Sunday, 16 June 2019

Review: Mistletoe in Texas

Mistletoe in Texas Mistletoe in Texas by Kari Lynn Dell
My rating: 4 of 5 stars

Although I think you can read this as a stand-alone it makes more sense if you have read the previous books and understand the interactions between the characters.

Hank Brookman was a rodeo bull-fighter but a messed up home life and feelings of insecurity have plagued him all his life then his rashness leads him into a potentially calamitous situation and gets him fired by the people he considered family. Then a moment of indecision left another rider crippled for life and Hank himself suffering injuries. He has spent months living like a squatter on a Reservation with an elderly woman, blaming himself for everything. Then when his landlady/employer dies he is kicked off the Reservation and his sponsor Gil (owner of a trucking business based in Hank's hometown) offers him a job working for the trucking company and an apartment. Suddenly Hank will have to face the father who constantly criticised him, the girl he'd been best friends with since they were nine that he humiliated in front of half the town, his estranged sister and all the former friends and family that he's ghosted in the past three years.

Grace McKenna has been in love with Hank since she was nine years old.
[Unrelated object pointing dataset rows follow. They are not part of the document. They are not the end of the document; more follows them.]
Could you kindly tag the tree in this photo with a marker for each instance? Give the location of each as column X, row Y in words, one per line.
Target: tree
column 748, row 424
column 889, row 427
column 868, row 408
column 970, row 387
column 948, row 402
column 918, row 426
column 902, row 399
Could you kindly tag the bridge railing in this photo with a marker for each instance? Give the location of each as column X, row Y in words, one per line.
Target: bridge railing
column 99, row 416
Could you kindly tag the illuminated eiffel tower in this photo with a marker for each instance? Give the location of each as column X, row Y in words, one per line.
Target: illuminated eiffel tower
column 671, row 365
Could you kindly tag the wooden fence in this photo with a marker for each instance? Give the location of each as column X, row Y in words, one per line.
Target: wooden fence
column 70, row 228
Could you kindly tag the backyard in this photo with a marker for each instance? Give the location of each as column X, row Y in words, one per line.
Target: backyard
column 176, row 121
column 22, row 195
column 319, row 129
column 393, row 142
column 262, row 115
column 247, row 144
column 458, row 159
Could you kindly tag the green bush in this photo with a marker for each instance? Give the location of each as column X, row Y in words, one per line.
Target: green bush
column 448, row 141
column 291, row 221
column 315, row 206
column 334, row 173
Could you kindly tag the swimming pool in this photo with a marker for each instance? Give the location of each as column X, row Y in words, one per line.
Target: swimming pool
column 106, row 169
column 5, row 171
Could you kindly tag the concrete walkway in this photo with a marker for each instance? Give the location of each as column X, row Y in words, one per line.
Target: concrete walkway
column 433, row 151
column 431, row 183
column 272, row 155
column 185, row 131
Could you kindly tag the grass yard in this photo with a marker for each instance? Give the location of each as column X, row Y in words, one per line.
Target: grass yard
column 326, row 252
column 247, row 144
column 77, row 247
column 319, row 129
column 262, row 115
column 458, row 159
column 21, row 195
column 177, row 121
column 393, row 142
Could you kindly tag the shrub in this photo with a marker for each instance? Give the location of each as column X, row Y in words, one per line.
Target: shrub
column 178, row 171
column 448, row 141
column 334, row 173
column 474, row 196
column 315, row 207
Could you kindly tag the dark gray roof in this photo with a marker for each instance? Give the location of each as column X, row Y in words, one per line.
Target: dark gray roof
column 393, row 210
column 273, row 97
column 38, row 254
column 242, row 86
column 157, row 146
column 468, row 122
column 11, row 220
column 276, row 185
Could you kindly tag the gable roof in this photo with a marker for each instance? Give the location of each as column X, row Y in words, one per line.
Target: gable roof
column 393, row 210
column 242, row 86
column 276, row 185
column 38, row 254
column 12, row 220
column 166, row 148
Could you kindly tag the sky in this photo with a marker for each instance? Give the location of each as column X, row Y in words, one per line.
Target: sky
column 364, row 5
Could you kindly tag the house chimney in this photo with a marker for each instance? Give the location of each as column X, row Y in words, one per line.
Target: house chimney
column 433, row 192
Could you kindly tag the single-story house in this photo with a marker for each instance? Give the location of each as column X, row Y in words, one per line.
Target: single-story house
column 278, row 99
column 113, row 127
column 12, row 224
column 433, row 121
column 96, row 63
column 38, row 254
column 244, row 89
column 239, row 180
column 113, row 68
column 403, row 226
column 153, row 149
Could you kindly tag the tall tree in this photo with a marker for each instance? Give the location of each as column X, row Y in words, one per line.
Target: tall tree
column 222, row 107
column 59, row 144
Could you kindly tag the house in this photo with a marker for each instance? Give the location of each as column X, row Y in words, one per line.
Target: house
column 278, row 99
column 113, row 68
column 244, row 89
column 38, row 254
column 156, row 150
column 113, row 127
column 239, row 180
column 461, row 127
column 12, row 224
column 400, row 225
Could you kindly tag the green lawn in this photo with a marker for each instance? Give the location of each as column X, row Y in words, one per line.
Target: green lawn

The daughter of a religious zealot she had a one night stand with Hank shortly after he lost his job(view spoiler) but he humiliated her in the local bar, drunk and ashamed he was unkind and dismissive. Now the sports doctor at the local high school Grace doesn't know how she can face the love of her life again, especially since she has now become friends with his sister Melanie and other women from his close circle of friends.

If you have read the previous books in the series you will have seen Hank as the cocky, know-it-all, brilliant bull-rider who lost everything because of bad decisions and ego. This is truly a Christmas redemption story as Hank learns to see himself through the eyes of others and builds bridges between himself and his father, with the help of his counsellor/friend Bing.

Other reviewers have criticised Grace's choices, I have to agree with them but I can also see why Grace did what she did, at the end of the day its a plot device and sets her aside from the usual way these stories go.

I loved seeing Hank growing and reestablishing himself in the community, apologising and moving on, changing his behaviour and owning his actions. I loved that he was all in and present with Grace, it may have taken him years to realise that his little red-haired girl, the one who cheered him from the sidelines, the one who shared her homework, the one who was always there for him, was his benchmark for all women and the love of his life but when he does ... he's there no matter what.

Overall, another feel-good romance full of love and redemption, hope and renewal, family (in all its forms) and Christmas.